Adaptado por Marianna Kunrath Lima 25/06/21
Em dezembro de 2020, quando a variante Delta foi primeiramente descrita na Índia, ela parecia não ser digna de muita atenção. Porém, alguns meses depois, quando a variante chegou a Nova Deli, seu impacto foi devastador, chegando a 30.000 casos novos notificados por dia na Índia em abril.
De Nova Deli, a variante rapidamente se espalhou, devido à sua maior transmissibilidade e possível maior evasão do sistema imune. Tudo indica que a variante Delta logo se espalhará globalmente, levando a uma terceira onda devastadora. No Reino Unido, mais de 90% das novas infecções correspondem à variante Delta, o que fez o governo adiar a fase final de reabertura do país. Em Portugal, o surgimento da variante Delta em Lisboa gerou um fechamento, com duração de três dias, da cidade, ninguém podia sair ou entrar em Lisboa. Tudo indica que esta variante também está causando surtos na Rússia, Indonésia e em outros países. Nos EUA a variante foi considerada de preocupação no dia 15 de junho (para saber o que é uma variante de preocupação leia nosso artigo – SARS-CoV-2: O que sabemos sobre as variantes?).

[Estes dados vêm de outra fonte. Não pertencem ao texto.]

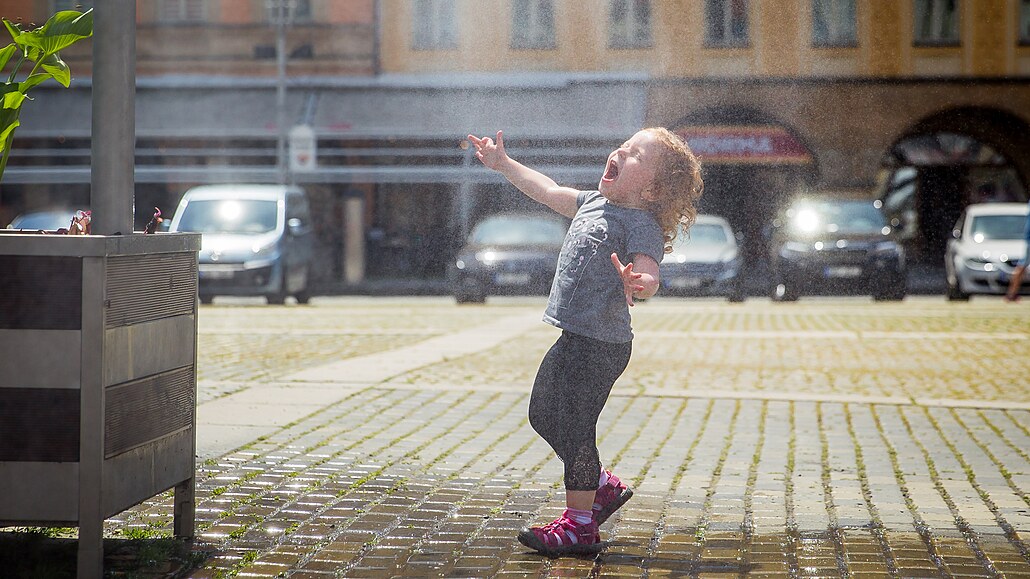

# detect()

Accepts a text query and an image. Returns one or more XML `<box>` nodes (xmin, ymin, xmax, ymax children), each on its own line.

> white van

<box><xmin>168</xmin><ymin>184</ymin><xmax>312</xmax><ymax>304</ymax></box>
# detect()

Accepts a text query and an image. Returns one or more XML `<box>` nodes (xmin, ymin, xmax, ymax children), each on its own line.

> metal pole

<box><xmin>275</xmin><ymin>0</ymin><xmax>293</xmax><ymax>184</ymax></box>
<box><xmin>457</xmin><ymin>141</ymin><xmax>476</xmax><ymax>240</ymax></box>
<box><xmin>90</xmin><ymin>0</ymin><xmax>136</xmax><ymax>235</ymax></box>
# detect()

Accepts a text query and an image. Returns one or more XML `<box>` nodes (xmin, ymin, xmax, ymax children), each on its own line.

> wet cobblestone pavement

<box><xmin>2</xmin><ymin>297</ymin><xmax>1030</xmax><ymax>579</ymax></box>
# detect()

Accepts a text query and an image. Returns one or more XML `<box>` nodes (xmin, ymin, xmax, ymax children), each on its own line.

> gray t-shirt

<box><xmin>544</xmin><ymin>192</ymin><xmax>664</xmax><ymax>343</ymax></box>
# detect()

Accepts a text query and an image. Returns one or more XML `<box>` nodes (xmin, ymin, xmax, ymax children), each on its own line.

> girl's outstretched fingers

<box><xmin>612</xmin><ymin>253</ymin><xmax>644</xmax><ymax>307</ymax></box>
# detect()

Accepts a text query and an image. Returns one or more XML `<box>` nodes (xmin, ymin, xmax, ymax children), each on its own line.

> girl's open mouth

<box><xmin>600</xmin><ymin>158</ymin><xmax>619</xmax><ymax>182</ymax></box>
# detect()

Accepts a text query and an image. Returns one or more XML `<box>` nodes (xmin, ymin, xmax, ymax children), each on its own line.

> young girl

<box><xmin>469</xmin><ymin>128</ymin><xmax>703</xmax><ymax>556</ymax></box>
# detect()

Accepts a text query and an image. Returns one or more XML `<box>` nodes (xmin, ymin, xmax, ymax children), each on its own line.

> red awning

<box><xmin>676</xmin><ymin>125</ymin><xmax>813</xmax><ymax>165</ymax></box>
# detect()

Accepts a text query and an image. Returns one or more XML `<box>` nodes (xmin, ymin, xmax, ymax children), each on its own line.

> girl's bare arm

<box><xmin>469</xmin><ymin>131</ymin><xmax>580</xmax><ymax>218</ymax></box>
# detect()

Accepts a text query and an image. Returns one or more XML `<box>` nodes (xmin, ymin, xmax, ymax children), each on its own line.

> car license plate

<box><xmin>199</xmin><ymin>266</ymin><xmax>233</xmax><ymax>279</ymax></box>
<box><xmin>826</xmin><ymin>266</ymin><xmax>862</xmax><ymax>277</ymax></box>
<box><xmin>494</xmin><ymin>272</ymin><xmax>529</xmax><ymax>285</ymax></box>
<box><xmin>668</xmin><ymin>277</ymin><xmax>701</xmax><ymax>290</ymax></box>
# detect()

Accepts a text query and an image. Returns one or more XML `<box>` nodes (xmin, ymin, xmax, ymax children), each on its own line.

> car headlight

<box><xmin>476</xmin><ymin>249</ymin><xmax>497</xmax><ymax>267</ymax></box>
<box><xmin>780</xmin><ymin>241</ymin><xmax>812</xmax><ymax>256</ymax></box>
<box><xmin>964</xmin><ymin>256</ymin><xmax>998</xmax><ymax>271</ymax></box>
<box><xmin>872</xmin><ymin>241</ymin><xmax>901</xmax><ymax>253</ymax></box>
<box><xmin>250</xmin><ymin>243</ymin><xmax>279</xmax><ymax>260</ymax></box>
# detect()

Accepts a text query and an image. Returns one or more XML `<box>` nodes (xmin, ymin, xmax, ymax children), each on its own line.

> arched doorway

<box><xmin>880</xmin><ymin>108</ymin><xmax>1030</xmax><ymax>265</ymax></box>
<box><xmin>672</xmin><ymin>108</ymin><xmax>819</xmax><ymax>294</ymax></box>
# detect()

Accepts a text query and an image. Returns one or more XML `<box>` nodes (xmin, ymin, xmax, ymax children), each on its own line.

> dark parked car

<box><xmin>659</xmin><ymin>215</ymin><xmax>744</xmax><ymax>302</ymax></box>
<box><xmin>449</xmin><ymin>213</ymin><xmax>569</xmax><ymax>304</ymax></box>
<box><xmin>769</xmin><ymin>197</ymin><xmax>907</xmax><ymax>301</ymax></box>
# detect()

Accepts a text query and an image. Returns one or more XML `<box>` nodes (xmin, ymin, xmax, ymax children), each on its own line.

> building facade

<box><xmin>0</xmin><ymin>0</ymin><xmax>1030</xmax><ymax>284</ymax></box>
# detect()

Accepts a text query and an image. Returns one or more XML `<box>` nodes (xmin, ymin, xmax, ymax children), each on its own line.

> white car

<box><xmin>945</xmin><ymin>203</ymin><xmax>1028</xmax><ymax>300</ymax></box>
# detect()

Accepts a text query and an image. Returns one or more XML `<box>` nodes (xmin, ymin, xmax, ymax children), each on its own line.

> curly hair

<box><xmin>644</xmin><ymin>127</ymin><xmax>705</xmax><ymax>253</ymax></box>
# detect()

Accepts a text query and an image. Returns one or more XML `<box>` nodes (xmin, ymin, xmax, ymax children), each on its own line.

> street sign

<box><xmin>289</xmin><ymin>125</ymin><xmax>318</xmax><ymax>173</ymax></box>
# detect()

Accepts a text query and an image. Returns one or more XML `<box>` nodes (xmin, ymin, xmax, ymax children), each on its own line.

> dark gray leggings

<box><xmin>529</xmin><ymin>332</ymin><xmax>632</xmax><ymax>490</ymax></box>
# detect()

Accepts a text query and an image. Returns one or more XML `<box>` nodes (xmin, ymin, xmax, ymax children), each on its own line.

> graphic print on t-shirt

<box><xmin>558</xmin><ymin>213</ymin><xmax>608</xmax><ymax>301</ymax></box>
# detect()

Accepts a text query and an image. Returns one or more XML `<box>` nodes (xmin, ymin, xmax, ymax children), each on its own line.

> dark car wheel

<box><xmin>454</xmin><ymin>294</ymin><xmax>486</xmax><ymax>304</ymax></box>
<box><xmin>265</xmin><ymin>275</ymin><xmax>286</xmax><ymax>306</ymax></box>
<box><xmin>947</xmin><ymin>279</ymin><xmax>969</xmax><ymax>302</ymax></box>
<box><xmin>770</xmin><ymin>280</ymin><xmax>799</xmax><ymax>302</ymax></box>
<box><xmin>726</xmin><ymin>277</ymin><xmax>748</xmax><ymax>304</ymax></box>
<box><xmin>872</xmin><ymin>277</ymin><xmax>908</xmax><ymax>302</ymax></box>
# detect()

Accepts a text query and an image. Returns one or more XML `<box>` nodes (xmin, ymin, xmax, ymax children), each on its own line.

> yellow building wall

<box><xmin>381</xmin><ymin>0</ymin><xmax>1030</xmax><ymax>78</ymax></box>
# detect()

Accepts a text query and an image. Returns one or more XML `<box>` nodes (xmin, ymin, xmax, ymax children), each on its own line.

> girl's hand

<box><xmin>469</xmin><ymin>131</ymin><xmax>508</xmax><ymax>171</ymax></box>
<box><xmin>612</xmin><ymin>253</ymin><xmax>644</xmax><ymax>307</ymax></box>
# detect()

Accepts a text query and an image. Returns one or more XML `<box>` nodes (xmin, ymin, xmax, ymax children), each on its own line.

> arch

<box><xmin>892</xmin><ymin>102</ymin><xmax>1030</xmax><ymax>188</ymax></box>
<box><xmin>881</xmin><ymin>106</ymin><xmax>1030</xmax><ymax>263</ymax></box>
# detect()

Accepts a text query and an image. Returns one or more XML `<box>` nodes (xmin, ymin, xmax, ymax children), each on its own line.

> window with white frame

<box><xmin>812</xmin><ymin>0</ymin><xmax>858</xmax><ymax>46</ymax></box>
<box><xmin>158</xmin><ymin>0</ymin><xmax>207</xmax><ymax>23</ymax></box>
<box><xmin>608</xmin><ymin>0</ymin><xmax>654</xmax><ymax>48</ymax></box>
<box><xmin>411</xmin><ymin>0</ymin><xmax>457</xmax><ymax>50</ymax></box>
<box><xmin>265</xmin><ymin>0</ymin><xmax>311</xmax><ymax>23</ymax></box>
<box><xmin>1020</xmin><ymin>0</ymin><xmax>1030</xmax><ymax>44</ymax></box>
<box><xmin>913</xmin><ymin>0</ymin><xmax>959</xmax><ymax>44</ymax></box>
<box><xmin>512</xmin><ymin>0</ymin><xmax>555</xmax><ymax>48</ymax></box>
<box><xmin>705</xmin><ymin>0</ymin><xmax>748</xmax><ymax>47</ymax></box>
<box><xmin>54</xmin><ymin>0</ymin><xmax>93</xmax><ymax>12</ymax></box>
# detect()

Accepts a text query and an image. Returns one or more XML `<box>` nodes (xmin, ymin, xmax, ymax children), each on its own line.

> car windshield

<box><xmin>787</xmin><ymin>201</ymin><xmax>887</xmax><ymax>235</ymax></box>
<box><xmin>470</xmin><ymin>215</ymin><xmax>565</xmax><ymax>245</ymax></box>
<box><xmin>969</xmin><ymin>215</ymin><xmax>1027</xmax><ymax>242</ymax></box>
<box><xmin>10</xmin><ymin>211</ymin><xmax>75</xmax><ymax>230</ymax></box>
<box><xmin>673</xmin><ymin>223</ymin><xmax>729</xmax><ymax>250</ymax></box>
<box><xmin>178</xmin><ymin>199</ymin><xmax>278</xmax><ymax>234</ymax></box>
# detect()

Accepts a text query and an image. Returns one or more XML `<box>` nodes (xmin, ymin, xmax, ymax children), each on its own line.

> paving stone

<box><xmin>14</xmin><ymin>297</ymin><xmax>1030</xmax><ymax>577</ymax></box>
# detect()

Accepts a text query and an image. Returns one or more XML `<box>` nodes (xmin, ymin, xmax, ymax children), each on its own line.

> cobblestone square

<box><xmin>3</xmin><ymin>297</ymin><xmax>1030</xmax><ymax>578</ymax></box>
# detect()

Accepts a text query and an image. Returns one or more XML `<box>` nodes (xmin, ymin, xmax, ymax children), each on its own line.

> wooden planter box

<box><xmin>0</xmin><ymin>230</ymin><xmax>200</xmax><ymax>576</ymax></box>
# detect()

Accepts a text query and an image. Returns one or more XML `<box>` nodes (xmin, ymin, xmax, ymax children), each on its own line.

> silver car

<box><xmin>945</xmin><ymin>203</ymin><xmax>1028</xmax><ymax>300</ymax></box>
<box><xmin>658</xmin><ymin>215</ymin><xmax>745</xmax><ymax>302</ymax></box>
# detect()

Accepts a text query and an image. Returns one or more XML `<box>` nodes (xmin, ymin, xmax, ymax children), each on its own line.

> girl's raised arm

<box><xmin>469</xmin><ymin>131</ymin><xmax>580</xmax><ymax>218</ymax></box>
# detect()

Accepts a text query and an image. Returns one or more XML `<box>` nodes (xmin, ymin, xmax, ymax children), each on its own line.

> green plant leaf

<box><xmin>18</xmin><ymin>72</ymin><xmax>51</xmax><ymax>93</ymax></box>
<box><xmin>3</xmin><ymin>91</ymin><xmax>26</xmax><ymax>110</ymax></box>
<box><xmin>3</xmin><ymin>19</ymin><xmax>25</xmax><ymax>52</ymax></box>
<box><xmin>0</xmin><ymin>108</ymin><xmax>22</xmax><ymax>150</ymax></box>
<box><xmin>0</xmin><ymin>42</ymin><xmax>18</xmax><ymax>70</ymax></box>
<box><xmin>33</xmin><ymin>55</ymin><xmax>71</xmax><ymax>89</ymax></box>
<box><xmin>15</xmin><ymin>8</ymin><xmax>93</xmax><ymax>55</ymax></box>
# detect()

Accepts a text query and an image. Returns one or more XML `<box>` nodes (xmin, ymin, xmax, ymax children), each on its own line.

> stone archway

Estes surtos causaram um frenesi entre os pesquisadores para tentar compreender porque a variante Delta parece se espalhar muito mais rápido do que as outras três variantes de preocupação, além de entender se ela pode ser mais perigosa em outras maneiras e como seu conjunto de mutações pode causar estragos. A chegada da Delta também trouxe atenção para o potencial do SARS-CoV-2 de evoluir e se adaptar nos próximos meses e anos.
Estudos feitos na Inglaterra estimaram que a variante Delta pode ter uma capacidade de transmissão de 50% a 100% maior do que a variante Alfa. Alguns cientistas defendem que a proteção reduzida das vacinas também pode desempenhar um papel na maior transmissibilidade. Dados da Inglaterra e da Escócia indicam que as vacinas Pfizer-BioNTech e AstraZeneca oferecem proteção ligeiramente menor contra infecções sintomáticas da nova variante do que da Alfa. Pessoas que receberam apenas uma dose de vacina – como muitos residentes do Reino Unido receberam – são especialmente vulneráveis (duas doses de ambas as vacinas ainda oferecem o mesmo nível de alta proteção contra hospitalização em infectados pela Delta). Não está claro como as muitas outras vacinas agora em uso ao redor do mundo protegem contra a variante Delta, e há poucos dados sobre a proteção resultante de um histórico anterior de infecção por COVID-19. No momento, a Delta é uma ameaça especial para os países mais pobres, com pouco ou nenhum acesso às vacinas.
Os pesquisadores apenas começaram a investigar o que torna a Delta tão perigosa. Eles estão se concentrando em um conjunto de nove mutações no gene que codifica a proteína Spike, que atravessa a superfície do vírus e permite que ele invada células humanas. Uma mutação importante é a P681R que modifica um aminoácido em um ponto diretamente ao lado do local de clivagem da furina, onde uma enzima humana corta a proteína, um passo fundamental para que o vírus invada células humanas. Na variante Alfa, uma mutação neste local tornou a clivagem mais eficiente; um preprint publicado no final de maio mostrou que as diferentes mudanças da Delta tornam a clivagem da furina ainda mais fácil. Os cientistas sugerem que isso pode tornar o vírus mais transmissível. Porém, estudos japoneses com pseudovírus contendo a mutação P681R mostraram que esta não aumentou a infectividade in vitro, e outras variantes existentes na Índia, que possuem a mesma mutação, não se propagaram tão bem como a Delta.
Embora os pesquisadores possam não concordar sobre os motivos que levam a variante Delta a ser mais transmissível, todos concordam que uma ação urgente é necessária para impedir a disseminação da nova variante. Aumentar os esforços de vacinação e aumentar o número de vacinas para lugares onde a Delta está aumentando é essencial. Em 18 de junho, o presidente dos EUA, Joe Biden, pediu aos jovens que se vacinassem totalmente para se protegerem da Delta. Países com pouco acesso à vacina precisam recorrer novamente a intervenções como distanciamento físico e máscaras (o Brasil se inclui neste caso). O objetivo não é apenas salvar vidas imediatamente, mas também dar ao vírus menos espaço para evoluir ainda mais. O sucesso da Delta mostrou que os cientistas não são capazes de identificar novas variantes perigosas a tempo de impedir sua disseminação, apesar de um esforço global sem precedentes para rastrear sua evolução em tempo real.